Il cambiamento climatico mette a rischio estinzione almeno 9 specie animali

È bene ricordare che gli essere umani non sono l'unica specie vivente a subire le conseguenze di un cambiamento climatico senza controllo

Il cambiamento climatico mette a rischio estinzione almeno 9 specie animali

Mentre i leader mondiali fanno conferenze e i delegati discutono su come ridurre gli effetti del surriscaldamento globale, è bene ricordare che gli essere umani non sono l'unica specie vivente a subire le conseguenze di un cambiamento climatico senza controllo.

Oltre alla vegetazione infatti, il regno animale è - allo stesso modo degli uomini - estremamente sensibile all'innalzamento delle temperature e sono almeno nove le specie di animali che rischiano di estinguersi se non ci sarà un'inversione di rotta per le "condizioni di salute" del pianeta Terra.

1. La fratecurla. Meglio conosciuta cone pulcinella di mare, questo uccello acquatico, insieme ad altri della sua specie, avrà sempre maggiore difficoltà a procacciarsi il cibo. Nutrendosi di pesci, infatti, se le temperature dei mari aumenteranno ancora, sarà più difficile per questi uccelli procurarsi da mangiare. Se i pesci infatti, possono facilmente spostarsi in acque più miti, questa specie di volatile non riesce a coprire lunghe distanze.

2. La tartaruga marina. Questa specie è già a rischio a causa di alcune tecniche di pesca pericolose e per la presenza dei rifiuti marini che ne provocano la morte per soffocamento. Se il livello degli oceani salirà, verranno erose le spiagge che per questa specie hanno un'importanza fondamentale ai fini riproduttivi. Inoltre, con l'aumentare delle temperature, sabbia troppo calda potrebbe compromettere il ciclo di vita delle uova.

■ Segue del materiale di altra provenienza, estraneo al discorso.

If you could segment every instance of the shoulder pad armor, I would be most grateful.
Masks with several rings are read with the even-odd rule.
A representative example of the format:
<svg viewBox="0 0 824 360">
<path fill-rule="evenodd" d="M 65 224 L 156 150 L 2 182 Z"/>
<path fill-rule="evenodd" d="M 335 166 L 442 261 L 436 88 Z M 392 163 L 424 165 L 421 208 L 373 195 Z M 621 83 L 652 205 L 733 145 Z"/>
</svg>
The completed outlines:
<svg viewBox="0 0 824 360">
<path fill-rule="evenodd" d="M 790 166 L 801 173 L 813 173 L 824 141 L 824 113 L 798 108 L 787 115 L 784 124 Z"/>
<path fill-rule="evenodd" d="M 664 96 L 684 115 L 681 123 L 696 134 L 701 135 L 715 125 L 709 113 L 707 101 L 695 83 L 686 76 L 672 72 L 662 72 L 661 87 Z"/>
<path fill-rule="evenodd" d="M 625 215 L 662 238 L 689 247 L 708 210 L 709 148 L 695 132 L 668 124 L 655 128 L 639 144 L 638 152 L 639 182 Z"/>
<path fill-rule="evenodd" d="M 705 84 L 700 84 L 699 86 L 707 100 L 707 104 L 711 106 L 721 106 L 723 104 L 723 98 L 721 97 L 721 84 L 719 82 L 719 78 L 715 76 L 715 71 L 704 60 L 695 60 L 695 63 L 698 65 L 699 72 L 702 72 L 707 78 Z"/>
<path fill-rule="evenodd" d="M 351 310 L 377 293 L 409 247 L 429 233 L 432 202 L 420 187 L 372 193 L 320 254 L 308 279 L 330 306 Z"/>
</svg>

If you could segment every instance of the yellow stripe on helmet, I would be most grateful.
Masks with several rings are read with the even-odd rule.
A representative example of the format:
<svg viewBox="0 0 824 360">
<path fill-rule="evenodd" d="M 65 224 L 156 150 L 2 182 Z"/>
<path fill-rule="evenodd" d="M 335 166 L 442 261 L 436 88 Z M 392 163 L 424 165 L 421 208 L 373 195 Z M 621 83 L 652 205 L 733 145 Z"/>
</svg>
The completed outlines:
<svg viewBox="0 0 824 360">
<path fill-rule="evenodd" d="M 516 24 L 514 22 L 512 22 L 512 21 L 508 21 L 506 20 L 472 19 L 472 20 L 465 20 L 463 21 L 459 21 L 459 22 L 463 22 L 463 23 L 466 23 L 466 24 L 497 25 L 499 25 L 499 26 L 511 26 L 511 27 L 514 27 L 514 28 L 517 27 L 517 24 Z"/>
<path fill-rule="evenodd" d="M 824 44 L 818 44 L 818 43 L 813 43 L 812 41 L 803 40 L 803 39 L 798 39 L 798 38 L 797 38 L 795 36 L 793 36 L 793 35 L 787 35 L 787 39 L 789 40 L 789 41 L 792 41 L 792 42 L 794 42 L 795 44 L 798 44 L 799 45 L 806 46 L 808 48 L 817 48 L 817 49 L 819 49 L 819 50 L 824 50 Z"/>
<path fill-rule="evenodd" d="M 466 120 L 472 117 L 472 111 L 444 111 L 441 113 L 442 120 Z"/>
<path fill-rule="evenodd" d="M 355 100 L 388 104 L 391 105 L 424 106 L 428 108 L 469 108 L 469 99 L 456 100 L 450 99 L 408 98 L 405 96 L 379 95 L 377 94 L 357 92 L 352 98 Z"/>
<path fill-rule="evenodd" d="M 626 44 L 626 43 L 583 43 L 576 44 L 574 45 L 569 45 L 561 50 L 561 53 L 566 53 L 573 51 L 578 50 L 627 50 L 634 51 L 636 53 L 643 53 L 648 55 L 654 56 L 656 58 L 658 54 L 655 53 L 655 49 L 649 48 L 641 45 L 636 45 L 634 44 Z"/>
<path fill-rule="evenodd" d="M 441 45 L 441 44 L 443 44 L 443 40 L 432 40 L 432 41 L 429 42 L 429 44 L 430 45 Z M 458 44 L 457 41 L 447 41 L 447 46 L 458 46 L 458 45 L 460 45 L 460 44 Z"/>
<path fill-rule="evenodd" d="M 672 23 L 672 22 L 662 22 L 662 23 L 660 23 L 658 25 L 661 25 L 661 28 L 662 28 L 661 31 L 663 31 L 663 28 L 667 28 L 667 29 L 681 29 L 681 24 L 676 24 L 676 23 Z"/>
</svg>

3. Il pika americano. È un roditore non molto conosciuto da cui ha preso ispirazione il ben più famoso personaggio dei cartoni animati Pikachu. Soffre molto il caldo e infatti si sta spostando nelle zone più fresche del continente americano. Una temperatura superiore ai 25° C potrebbe ucciderlo.

4. Il leopardo delle nevi. Già da tempo nella lista delle specie a rischio estinzione, di questo felino non si sa neanche quanti esemplari siano rimasti in vita (si ipotizza tra i 4mila e i 6mila in tutto il mondo). Con l'aumentare delle temperature, l'ecosistema delle montagne in cui il leopardo delle nevi vive cambia, rendendo difficile la sopravvivenza.

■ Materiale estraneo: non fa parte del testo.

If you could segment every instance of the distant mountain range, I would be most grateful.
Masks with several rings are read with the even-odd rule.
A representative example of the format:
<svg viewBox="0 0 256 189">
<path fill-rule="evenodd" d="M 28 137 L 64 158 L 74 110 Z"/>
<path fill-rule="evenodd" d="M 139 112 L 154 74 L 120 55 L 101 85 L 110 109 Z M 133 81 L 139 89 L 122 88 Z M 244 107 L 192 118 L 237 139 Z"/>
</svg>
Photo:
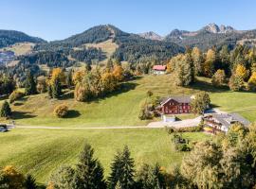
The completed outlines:
<svg viewBox="0 0 256 189">
<path fill-rule="evenodd" d="M 71 36 L 61 41 L 54 41 L 46 43 L 41 38 L 31 37 L 20 31 L 14 30 L 0 30 L 0 48 L 14 44 L 15 43 L 29 42 L 39 43 L 38 49 L 54 48 L 63 49 L 74 46 L 80 46 L 84 43 L 97 43 L 106 40 L 113 39 L 115 43 L 119 43 L 119 48 L 133 50 L 130 48 L 147 48 L 141 55 L 136 54 L 135 59 L 139 57 L 155 55 L 154 49 L 159 52 L 156 46 L 161 46 L 163 52 L 172 49 L 171 54 L 175 54 L 182 51 L 187 46 L 198 46 L 202 50 L 207 50 L 212 46 L 220 47 L 224 44 L 232 48 L 237 43 L 244 43 L 247 45 L 256 44 L 256 30 L 236 30 L 229 26 L 217 26 L 216 24 L 209 24 L 197 31 L 187 31 L 180 29 L 174 29 L 167 36 L 160 36 L 153 31 L 132 34 L 121 31 L 111 25 L 98 26 L 85 30 L 80 34 Z M 176 45 L 177 44 L 177 45 Z M 124 46 L 127 45 L 127 46 Z M 151 45 L 148 47 L 147 45 Z M 140 47 L 139 47 L 140 46 Z M 143 47 L 142 47 L 143 46 Z M 179 47 L 180 46 L 180 47 Z M 149 50 L 150 49 L 150 50 Z M 127 58 L 125 52 L 119 53 L 119 56 L 124 60 Z M 130 56 L 130 55 L 129 55 Z"/>
<path fill-rule="evenodd" d="M 214 23 L 209 24 L 197 31 L 174 29 L 165 37 L 154 32 L 138 35 L 146 39 L 172 42 L 183 47 L 197 46 L 202 50 L 207 50 L 212 46 L 220 47 L 224 44 L 230 48 L 237 43 L 256 44 L 256 30 L 236 30 L 232 26 L 217 26 Z M 155 36 L 157 36 L 157 38 Z"/>
<path fill-rule="evenodd" d="M 14 44 L 16 43 L 25 42 L 38 43 L 45 43 L 46 41 L 41 38 L 28 36 L 21 31 L 0 29 L 0 48 Z"/>
</svg>

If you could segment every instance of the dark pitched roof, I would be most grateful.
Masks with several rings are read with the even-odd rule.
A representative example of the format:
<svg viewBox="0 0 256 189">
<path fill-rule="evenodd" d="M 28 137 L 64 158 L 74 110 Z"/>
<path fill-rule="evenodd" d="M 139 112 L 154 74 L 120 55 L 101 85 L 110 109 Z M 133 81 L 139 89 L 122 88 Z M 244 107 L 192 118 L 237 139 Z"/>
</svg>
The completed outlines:
<svg viewBox="0 0 256 189">
<path fill-rule="evenodd" d="M 164 105 L 167 102 L 169 102 L 171 99 L 175 100 L 176 102 L 179 103 L 191 103 L 192 101 L 192 97 L 191 96 L 169 96 L 169 97 L 165 97 L 161 100 L 160 105 Z"/>
<path fill-rule="evenodd" d="M 165 71 L 166 70 L 166 65 L 154 65 L 153 70 Z"/>
<path fill-rule="evenodd" d="M 246 118 L 235 112 L 212 114 L 212 117 L 227 128 L 229 128 L 230 125 L 234 122 L 239 122 L 246 127 L 247 127 L 250 124 L 248 120 L 247 120 Z"/>
</svg>

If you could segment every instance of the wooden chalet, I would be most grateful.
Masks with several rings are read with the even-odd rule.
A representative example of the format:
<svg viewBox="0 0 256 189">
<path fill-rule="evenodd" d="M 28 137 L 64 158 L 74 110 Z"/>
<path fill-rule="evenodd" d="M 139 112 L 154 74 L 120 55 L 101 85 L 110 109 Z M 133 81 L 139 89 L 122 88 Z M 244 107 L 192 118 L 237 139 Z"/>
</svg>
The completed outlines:
<svg viewBox="0 0 256 189">
<path fill-rule="evenodd" d="M 155 75 L 162 75 L 166 73 L 166 65 L 154 65 L 152 68 L 152 72 Z"/>
<path fill-rule="evenodd" d="M 205 126 L 210 127 L 214 131 L 228 132 L 231 125 L 240 123 L 247 127 L 250 122 L 238 113 L 208 114 L 203 117 Z"/>
<path fill-rule="evenodd" d="M 157 110 L 160 114 L 190 113 L 191 102 L 191 96 L 170 96 L 161 100 Z"/>
</svg>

5. Il merluzzo. Vive in acque molto fredde e un riscaldamento ulteriore dei mari potrebbe compromettere il sistema biologico in cui questo importantissimo pesce vive. Stessa cosa per le sue prede, che scomparirebbero dai mari.

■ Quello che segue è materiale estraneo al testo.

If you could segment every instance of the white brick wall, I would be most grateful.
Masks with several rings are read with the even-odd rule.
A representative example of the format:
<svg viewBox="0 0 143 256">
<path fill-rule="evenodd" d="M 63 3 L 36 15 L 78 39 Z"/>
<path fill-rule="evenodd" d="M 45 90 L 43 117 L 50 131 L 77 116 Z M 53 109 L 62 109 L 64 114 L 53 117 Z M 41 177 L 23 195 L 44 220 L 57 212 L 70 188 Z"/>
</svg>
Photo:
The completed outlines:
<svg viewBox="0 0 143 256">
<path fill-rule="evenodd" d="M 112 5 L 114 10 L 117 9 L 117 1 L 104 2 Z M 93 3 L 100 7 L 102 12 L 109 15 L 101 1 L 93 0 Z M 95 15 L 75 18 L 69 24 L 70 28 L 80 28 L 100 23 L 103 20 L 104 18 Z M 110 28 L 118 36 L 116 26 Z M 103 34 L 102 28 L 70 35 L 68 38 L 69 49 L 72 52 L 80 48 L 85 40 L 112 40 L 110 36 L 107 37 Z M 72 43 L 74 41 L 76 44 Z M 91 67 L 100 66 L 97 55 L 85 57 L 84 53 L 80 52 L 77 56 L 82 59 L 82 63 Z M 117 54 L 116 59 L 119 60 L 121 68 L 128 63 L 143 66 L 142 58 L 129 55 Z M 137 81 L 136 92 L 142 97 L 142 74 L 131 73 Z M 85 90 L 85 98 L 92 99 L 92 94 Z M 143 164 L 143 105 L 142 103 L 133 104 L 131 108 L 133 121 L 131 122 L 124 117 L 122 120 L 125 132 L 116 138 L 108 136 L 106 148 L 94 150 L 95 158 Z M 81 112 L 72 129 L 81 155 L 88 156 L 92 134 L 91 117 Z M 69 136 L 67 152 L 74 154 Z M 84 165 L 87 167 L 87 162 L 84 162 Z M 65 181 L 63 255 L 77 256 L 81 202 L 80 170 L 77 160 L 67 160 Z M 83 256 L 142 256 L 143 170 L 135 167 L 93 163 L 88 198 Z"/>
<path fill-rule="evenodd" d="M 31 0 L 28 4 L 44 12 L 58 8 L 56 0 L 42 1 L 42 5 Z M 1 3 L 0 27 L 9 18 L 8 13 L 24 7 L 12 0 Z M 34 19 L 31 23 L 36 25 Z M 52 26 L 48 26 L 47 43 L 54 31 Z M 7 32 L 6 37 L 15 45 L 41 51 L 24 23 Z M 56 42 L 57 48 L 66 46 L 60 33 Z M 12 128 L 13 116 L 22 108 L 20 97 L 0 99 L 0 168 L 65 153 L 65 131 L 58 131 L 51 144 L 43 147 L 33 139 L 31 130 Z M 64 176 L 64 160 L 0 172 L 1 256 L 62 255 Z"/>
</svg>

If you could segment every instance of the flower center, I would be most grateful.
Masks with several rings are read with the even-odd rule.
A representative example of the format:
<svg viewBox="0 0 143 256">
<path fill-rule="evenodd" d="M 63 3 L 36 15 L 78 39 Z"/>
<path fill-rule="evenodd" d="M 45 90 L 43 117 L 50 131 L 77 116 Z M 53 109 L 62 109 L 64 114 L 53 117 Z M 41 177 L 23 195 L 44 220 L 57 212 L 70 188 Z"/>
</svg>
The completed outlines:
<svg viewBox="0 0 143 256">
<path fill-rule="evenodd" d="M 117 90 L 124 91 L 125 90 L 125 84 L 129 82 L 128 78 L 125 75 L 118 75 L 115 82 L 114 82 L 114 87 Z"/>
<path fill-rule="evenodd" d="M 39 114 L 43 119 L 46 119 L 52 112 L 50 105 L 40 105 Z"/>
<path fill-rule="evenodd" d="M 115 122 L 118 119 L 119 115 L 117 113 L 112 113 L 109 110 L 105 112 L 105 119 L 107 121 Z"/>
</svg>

6. La renna. Un clima e un habitat freddi sono indispensabili per questa specie. A ciò si aggiunge il fatto che la dieta delle renne si basa su muschi e licheni ma, a causa delle piogge nell'area artica (fenomeno dovuto all'innalzamento delle temperature), questi nutrienti molto spesso si trovano congelati sotto un spesso strato di ghiaccio, impossibile da perforare.

7. L'orso polare. È la vittima icona del cambiamento climatico. Lo scioglimento dei ghiacciai rende molto difficile la caccia e l'approvvigionamento di cibo per questa specie, i cui esemplari spesso muoiono di fame.

8. Il pinguino. Famosa vittima quasi quanto l'orso polare, anche per il pinguino il problema principale è trovare del cibo su ghiacciai che di anno in anno si vanno sciogliendo. In questo secolo è prevista una perdita di esemplari per questa specie pari al 19%. Inoltre, alcune specie, come il pinguino imperatore, copulano solo sul ghiaccio.

9. Il koala. Mentre quasi tutti gli animali di questa lista, sono a rischio a causa dell'innalzamento delle temperature, per l'animale simbolo dell'Australia, il problema è l'aumento dei livelli di CO2, che comporta una crescita accelerata di alcune piante. Questo non significa che le piante, come l'eucalipto di cui il koala si nutre, siano semplicemente in maggiore quantità, ma che abbiano meno nutrienti. Il caldo poi, costringe il koala ad andare con maggiore frequenza alla ricerca di acqua, obbligandolo a passare più tempo a terra dove corre un maggiore rischio di essere attaccato dai suoi predatori.